El lacerante dolor consumía su mente, pero no podía dejar de reír. Una risa histérica, nerviosa, de puro terror. La imagen que le devolvía el espejo resultaba demasiado esperpéntica como para no hacerlo. Una imagen escalofriante, pero fascinante en su propia monstruosidad.
No podía negarlo: habían sido divertidos aquellos viajes con sus amigos. Pequeñas escapadas en el tiempo, hacia adelante y hacia atrás de sus años compartidos. Ese era el límite: tu propia existencia.
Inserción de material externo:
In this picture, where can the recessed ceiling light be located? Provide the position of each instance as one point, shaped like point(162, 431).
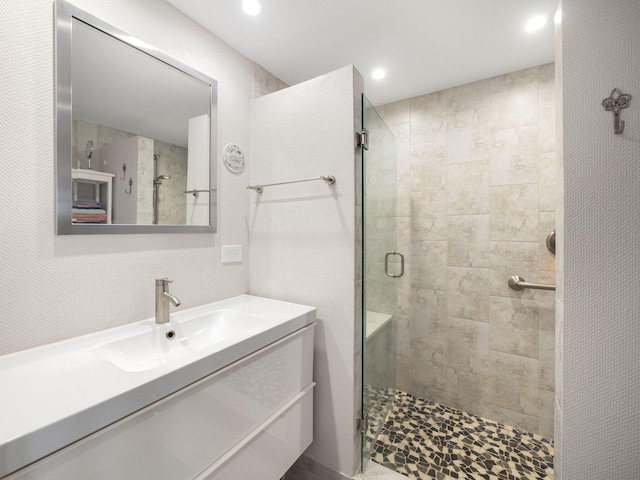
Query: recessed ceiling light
point(378, 73)
point(558, 17)
point(251, 7)
point(535, 23)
Era lo más cool entre las clases acomodadas. El gran entretenimiento del momento. Pero nadie se había molestado en avisarle de la letra pequeña que se escondía en el archivo adjunto del contrato. Bueno, en realidad, la agencia sí que lo había hecho. Le había proporcionado la clave para abrirlo, pero él no creyó necesario leerlo. Ninguno de sus amigos lo había hecho; ni nadie que él conociera. ¿Para qué si todo el mundo viajaba sin contratiempos?
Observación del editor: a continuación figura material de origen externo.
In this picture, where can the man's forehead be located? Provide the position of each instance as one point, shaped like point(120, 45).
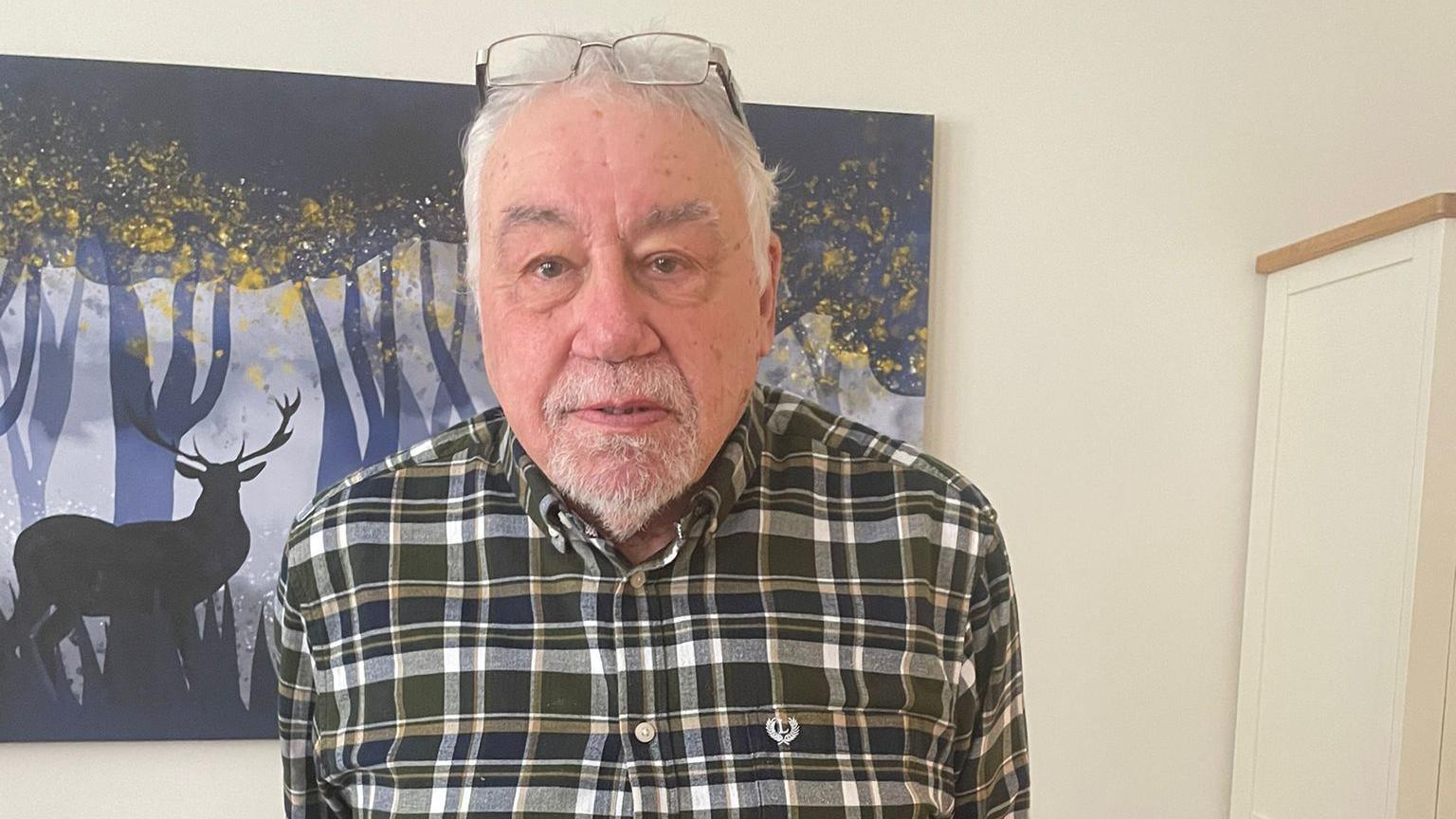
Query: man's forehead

¡También es mala suerte!, se carcajeaba al ver cómo la piel de su rostro recuperaba la tersura de la niñez en un abrir y cerrar de ojos.
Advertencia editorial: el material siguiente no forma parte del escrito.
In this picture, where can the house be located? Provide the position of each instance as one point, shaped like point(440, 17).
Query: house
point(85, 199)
Un caso entre diez millones, decía el maldito informe médico que brillaba en la pantalla de su ordenador. Se desconocía la causa que desencadenaba semejante fenómeno. Por lo que parecía, en algunos individuos (demasiado pocos como para tenerlos en cuenta y arruinar así el negocio), las células, al regresar del salto, no se sincronizaban correctamente con el tiempo del que habían partido. Recordaban dónde habían estado, el viaje que habían realizado.
Su brazo izquierdo era ya un muñón, y su mano derecha comenzaba a convertirse en polvo, que caía en silencio, como la arena de un reloj, formando un montoncito picudo a sus pies. Notaba su pecho arder. El esternón se contraía a demasiada velocidad. En pocos segundos ya no podría albergar los órganos de un hombre adulto. Le quedaba poco tiempo.
Entre lágrimas, trató de sonreír al bebé desdentado que le miraba con ojos viejos y sabios desde el otro lado del espejo. Sus rodillas cedieron con un cruel chasquido, convertidas en un amasijo de huesos desunidos. Le faltaba el aire. El dolor fue agudo pero breve. Su corazón por fin había estallado, comprimido por sus infantiles costillas.
En el suelo, un amasijo de incongruentes restos humanos que el ADN demostraría que pertenecían a un mismo individuo. Una vida desmembrada; una vida que no había llegado a ser vivida realmente. Una vida convertida en juego, en broma pesada, en… memoria celular.